Aiinizzaa yang bertugas di RRI Pro 2 Ternate ini mengunggah video curhatnya melalui akun Instagram @aiinizzaa.
Dalam video tersebut, ia mengungkapkan bahwa dirinya harus kehilangan pekerjaan akibat kebijakan efisiensi anggaran yang dilakukan pemerintah, meskipun telah memberikan kontribusi selama lebih dari satu dekade.
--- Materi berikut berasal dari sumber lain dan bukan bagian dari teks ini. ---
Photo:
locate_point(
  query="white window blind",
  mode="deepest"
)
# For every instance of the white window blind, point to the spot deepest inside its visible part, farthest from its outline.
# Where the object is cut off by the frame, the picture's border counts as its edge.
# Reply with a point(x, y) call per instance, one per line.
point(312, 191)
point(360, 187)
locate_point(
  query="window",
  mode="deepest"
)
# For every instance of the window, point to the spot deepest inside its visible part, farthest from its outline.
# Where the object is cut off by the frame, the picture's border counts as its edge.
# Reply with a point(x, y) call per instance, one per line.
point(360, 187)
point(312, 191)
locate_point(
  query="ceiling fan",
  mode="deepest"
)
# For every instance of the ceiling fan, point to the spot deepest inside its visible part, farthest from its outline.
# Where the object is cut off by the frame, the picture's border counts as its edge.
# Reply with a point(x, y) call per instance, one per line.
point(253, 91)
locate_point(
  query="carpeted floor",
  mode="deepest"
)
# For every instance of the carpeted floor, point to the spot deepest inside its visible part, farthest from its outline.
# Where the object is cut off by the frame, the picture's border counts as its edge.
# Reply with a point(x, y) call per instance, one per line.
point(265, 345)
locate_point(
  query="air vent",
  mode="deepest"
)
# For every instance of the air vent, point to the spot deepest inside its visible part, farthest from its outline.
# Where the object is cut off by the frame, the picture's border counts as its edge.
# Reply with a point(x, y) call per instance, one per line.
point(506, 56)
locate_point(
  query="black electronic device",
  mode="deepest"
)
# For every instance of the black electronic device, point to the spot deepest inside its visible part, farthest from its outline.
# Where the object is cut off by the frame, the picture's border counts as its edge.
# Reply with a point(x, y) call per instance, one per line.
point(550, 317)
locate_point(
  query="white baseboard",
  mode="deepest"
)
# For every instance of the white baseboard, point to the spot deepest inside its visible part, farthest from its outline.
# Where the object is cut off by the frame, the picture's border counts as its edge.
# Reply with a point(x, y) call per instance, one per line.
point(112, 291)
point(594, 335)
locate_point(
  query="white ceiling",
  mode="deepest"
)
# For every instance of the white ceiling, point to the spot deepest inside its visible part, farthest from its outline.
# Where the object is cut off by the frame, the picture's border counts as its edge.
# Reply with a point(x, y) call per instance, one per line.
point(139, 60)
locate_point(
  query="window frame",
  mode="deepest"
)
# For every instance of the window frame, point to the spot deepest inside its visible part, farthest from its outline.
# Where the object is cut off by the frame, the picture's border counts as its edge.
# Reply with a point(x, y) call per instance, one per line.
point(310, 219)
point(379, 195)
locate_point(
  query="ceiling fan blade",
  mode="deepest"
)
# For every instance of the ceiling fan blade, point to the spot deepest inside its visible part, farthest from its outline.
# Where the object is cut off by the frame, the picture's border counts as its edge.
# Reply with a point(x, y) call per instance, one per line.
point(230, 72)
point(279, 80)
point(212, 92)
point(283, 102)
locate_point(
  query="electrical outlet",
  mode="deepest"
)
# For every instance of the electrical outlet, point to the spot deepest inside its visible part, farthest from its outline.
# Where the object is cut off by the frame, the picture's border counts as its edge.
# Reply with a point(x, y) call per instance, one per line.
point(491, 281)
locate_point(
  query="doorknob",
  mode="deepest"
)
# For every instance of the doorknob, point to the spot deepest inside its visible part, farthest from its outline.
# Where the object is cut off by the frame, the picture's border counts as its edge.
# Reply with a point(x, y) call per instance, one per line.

“Bapak (Prabowo), kami paham bahwa efisiensi anggaran yang bapak lakukan saat ini bertujuan agar program-program bapak dapat berjalan dengan baik, seperti pemberian makan gratis untuk anak-anak,” ujar @aiinizza dengan suara penuh kesedihan dalam unggahan Instagramnya dilansir kilat.com Selasa, 11/2/2025
“Tapi apakah bapak sudah memikirkan bahwa, ketika pagi hari bapak memberikan makan gratis dan bergizi untuk anak-anak, mereka pulang ke rumah dan mendapati orang tua mereka tidak bisa menyediakan makan siang atau makan malam yang layak? Karena orang tua mereka harus di-PHK dan dirumahkan akibat efisiensi yang bapak terapkan”, tambahnya.
“Lalu menurut Bapak, di mana letak cinta bapak kepada rakyat yang bapak klaim cintai?” lanjutnya dengan suara yang semakin parau.
Pernyataan ini memicu berbagai komentar dari warganet yang merasa empati terhadap nasib pegawai yang terdampak kebijakan tersebut.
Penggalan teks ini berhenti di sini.